MSc Thesis Defense by Michael Bang: Improving the performance of global selections


Improving the performance of global selections - An experimental evaluation of system level techniques


As more and more people gain access to smartphones and other location-aware devices, spatial data is becoming increasingly widespread. Organizations have found that it can be very profitable to make sense of and use spatial data in novel ways. This means that methods facilitating this process are in high demand. Among such methods is data visualization, a method that is particularly useful when working with a spatial datasets. As spatial datasets increase in size, however, visualizing them becomes decreasingly practical. When working with datasets that contain more tuples than there are pixels on today’s largest displays, it is required that they be reduced in size before they can be visualized. One way to decrease the size of a dataset is to select tuples that are important or representative, according to the informational goal of the visualization. Because today’s spatial datasets have become so large, and because spatial computations in general are expensive, finding ways to efficiently and easily select tuples for visualizations has become a problem in and of itself.

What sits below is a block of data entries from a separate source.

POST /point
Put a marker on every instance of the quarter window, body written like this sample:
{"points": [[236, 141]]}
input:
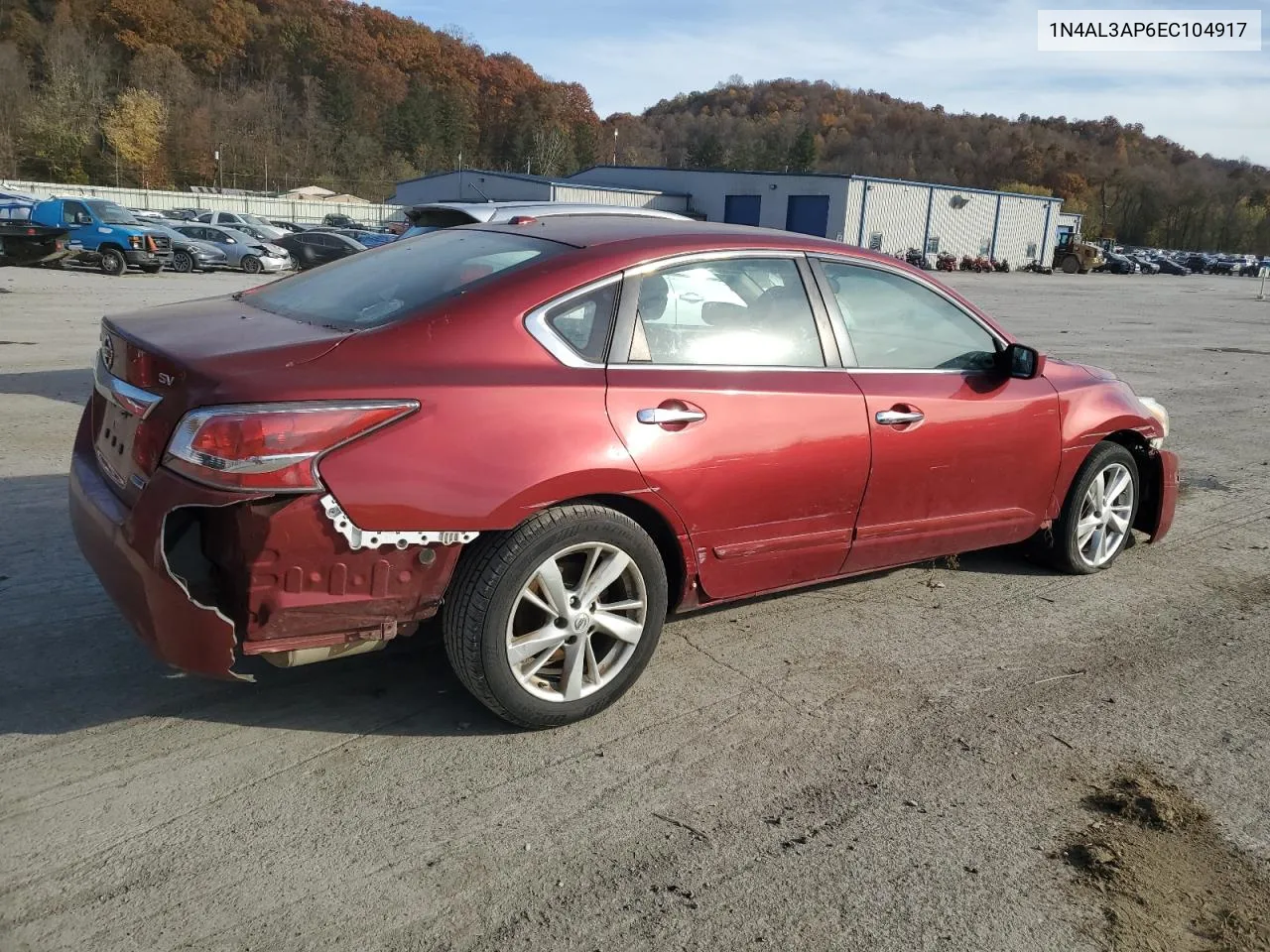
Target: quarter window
{"points": [[746, 311], [584, 321], [897, 324]]}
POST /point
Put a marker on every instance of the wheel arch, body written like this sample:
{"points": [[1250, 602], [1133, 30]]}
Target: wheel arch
{"points": [[676, 552]]}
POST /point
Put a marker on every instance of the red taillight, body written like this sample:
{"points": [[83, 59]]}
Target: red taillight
{"points": [[272, 447]]}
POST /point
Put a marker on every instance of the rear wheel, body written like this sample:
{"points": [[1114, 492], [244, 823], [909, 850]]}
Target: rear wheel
{"points": [[1096, 522], [554, 621], [113, 263]]}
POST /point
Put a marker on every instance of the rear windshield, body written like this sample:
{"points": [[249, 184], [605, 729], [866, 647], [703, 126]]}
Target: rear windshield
{"points": [[381, 286], [439, 217]]}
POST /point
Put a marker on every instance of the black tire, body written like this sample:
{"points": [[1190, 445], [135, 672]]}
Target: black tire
{"points": [[485, 589], [1064, 548], [113, 263]]}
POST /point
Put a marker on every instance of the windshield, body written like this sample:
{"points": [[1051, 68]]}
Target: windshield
{"points": [[112, 213], [398, 280]]}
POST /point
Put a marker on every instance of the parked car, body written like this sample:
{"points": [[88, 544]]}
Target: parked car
{"points": [[105, 235], [238, 220], [566, 429], [1167, 266], [1115, 263], [190, 254], [447, 214], [22, 241], [341, 221], [312, 249], [186, 213], [244, 253]]}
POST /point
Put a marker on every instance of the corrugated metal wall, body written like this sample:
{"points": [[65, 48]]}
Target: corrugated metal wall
{"points": [[619, 197], [894, 216], [302, 212], [707, 190], [962, 221], [1026, 229]]}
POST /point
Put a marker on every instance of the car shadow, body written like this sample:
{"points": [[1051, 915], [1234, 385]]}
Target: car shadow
{"points": [[67, 386], [71, 661]]}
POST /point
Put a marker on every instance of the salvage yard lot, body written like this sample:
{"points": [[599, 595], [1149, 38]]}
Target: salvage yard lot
{"points": [[892, 763]]}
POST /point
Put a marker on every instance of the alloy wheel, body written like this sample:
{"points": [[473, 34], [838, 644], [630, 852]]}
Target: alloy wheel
{"points": [[1105, 512], [576, 622]]}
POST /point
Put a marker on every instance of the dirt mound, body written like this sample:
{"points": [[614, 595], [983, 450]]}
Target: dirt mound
{"points": [[1162, 876]]}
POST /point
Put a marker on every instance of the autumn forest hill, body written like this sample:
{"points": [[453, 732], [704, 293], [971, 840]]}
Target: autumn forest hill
{"points": [[353, 98]]}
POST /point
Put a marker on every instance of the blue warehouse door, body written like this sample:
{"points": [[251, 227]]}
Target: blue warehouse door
{"points": [[808, 214], [742, 209]]}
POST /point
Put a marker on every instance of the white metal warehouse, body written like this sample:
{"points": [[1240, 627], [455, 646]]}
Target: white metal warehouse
{"points": [[475, 185], [884, 214]]}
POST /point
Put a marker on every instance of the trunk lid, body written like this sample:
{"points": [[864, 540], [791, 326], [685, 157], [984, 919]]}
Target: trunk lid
{"points": [[154, 367]]}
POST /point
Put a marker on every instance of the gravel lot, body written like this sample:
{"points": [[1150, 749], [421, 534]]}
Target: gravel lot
{"points": [[893, 763]]}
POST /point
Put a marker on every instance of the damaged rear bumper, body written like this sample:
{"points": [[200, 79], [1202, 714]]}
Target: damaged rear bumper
{"points": [[208, 579]]}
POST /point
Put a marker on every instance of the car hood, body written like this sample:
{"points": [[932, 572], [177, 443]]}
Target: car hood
{"points": [[1060, 370]]}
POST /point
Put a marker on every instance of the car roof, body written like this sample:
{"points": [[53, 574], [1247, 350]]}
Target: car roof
{"points": [[598, 230], [503, 211]]}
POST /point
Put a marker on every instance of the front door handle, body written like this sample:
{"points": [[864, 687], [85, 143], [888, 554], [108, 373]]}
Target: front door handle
{"points": [[889, 417], [661, 414]]}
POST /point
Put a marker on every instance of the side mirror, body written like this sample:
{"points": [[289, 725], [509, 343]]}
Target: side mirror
{"points": [[1021, 362]]}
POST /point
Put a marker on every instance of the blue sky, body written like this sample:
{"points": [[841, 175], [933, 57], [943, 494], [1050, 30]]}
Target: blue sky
{"points": [[965, 55]]}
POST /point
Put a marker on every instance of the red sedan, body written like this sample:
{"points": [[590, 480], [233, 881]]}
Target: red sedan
{"points": [[557, 431]]}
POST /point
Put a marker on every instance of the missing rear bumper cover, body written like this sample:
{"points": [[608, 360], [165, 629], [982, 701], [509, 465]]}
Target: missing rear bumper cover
{"points": [[363, 538]]}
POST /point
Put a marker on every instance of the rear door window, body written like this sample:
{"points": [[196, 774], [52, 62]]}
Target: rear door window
{"points": [[400, 278]]}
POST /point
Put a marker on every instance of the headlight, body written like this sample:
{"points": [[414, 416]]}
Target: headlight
{"points": [[1156, 409]]}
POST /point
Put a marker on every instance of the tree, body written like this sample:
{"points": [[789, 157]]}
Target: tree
{"points": [[803, 153], [135, 128]]}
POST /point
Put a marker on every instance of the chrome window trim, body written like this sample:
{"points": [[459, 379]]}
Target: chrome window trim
{"points": [[689, 257], [536, 324], [899, 272]]}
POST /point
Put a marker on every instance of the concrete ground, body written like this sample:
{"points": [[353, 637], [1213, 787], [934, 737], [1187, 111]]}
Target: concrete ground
{"points": [[892, 763]]}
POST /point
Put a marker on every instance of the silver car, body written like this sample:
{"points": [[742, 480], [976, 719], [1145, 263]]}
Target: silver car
{"points": [[244, 252]]}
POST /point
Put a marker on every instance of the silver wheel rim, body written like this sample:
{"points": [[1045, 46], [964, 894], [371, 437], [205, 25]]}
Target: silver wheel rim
{"points": [[576, 622], [1105, 513]]}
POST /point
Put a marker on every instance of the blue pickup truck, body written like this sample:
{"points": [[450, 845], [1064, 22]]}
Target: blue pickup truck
{"points": [[105, 235]]}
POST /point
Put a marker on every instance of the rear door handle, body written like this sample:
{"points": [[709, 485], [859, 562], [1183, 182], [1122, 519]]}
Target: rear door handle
{"points": [[661, 414], [889, 417]]}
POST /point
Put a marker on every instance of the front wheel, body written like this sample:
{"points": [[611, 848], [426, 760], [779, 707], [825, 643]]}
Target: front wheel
{"points": [[554, 621], [113, 263], [1097, 517]]}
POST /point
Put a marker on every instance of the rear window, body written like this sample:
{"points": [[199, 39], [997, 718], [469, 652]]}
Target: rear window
{"points": [[372, 289], [439, 217]]}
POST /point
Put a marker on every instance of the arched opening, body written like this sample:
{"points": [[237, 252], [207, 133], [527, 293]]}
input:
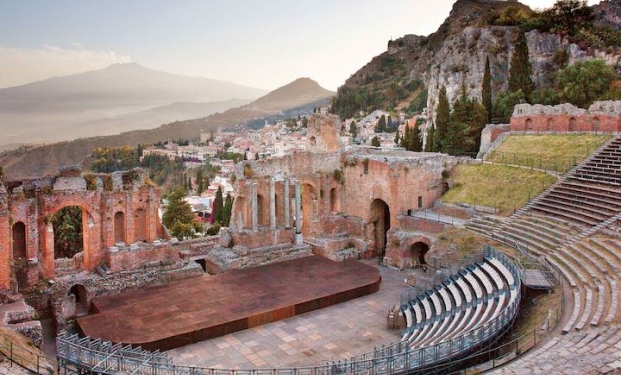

In this thesis, we take a pragmatic approach to improving the performance of an existing method for declaratively describing spatial selections using constraints, for the purposes of visualization. This method is called global selections. We utilize system level techniques implemented in existing and widely deployed DBMSs to efficiently compute data selections within the DBMS, where the data already resides and therefore requires the least effort from the user. In our work, we explore how the techniques of partitioning, indexing, and parallelism affect the performance of spatial global selections. We begin by analyzing how these techniques impact the performance of global selections, before implementing global selections on top of multiple existing DBMSs with different configurations of the mentioned techniques. We finish by experimentally evaluating the performance of each dimension. In our experiments, we find that major performance gains are achievable, and that, in particular, spatial partitioning and parallelism are very important traits for a system to possess in order to efficiently compute global selections over large datasets.

Supervisor: Marcos Vaz Salles, DIKU

External Examiner: Czeslaw Kazimierczak, CSC Danmark A/S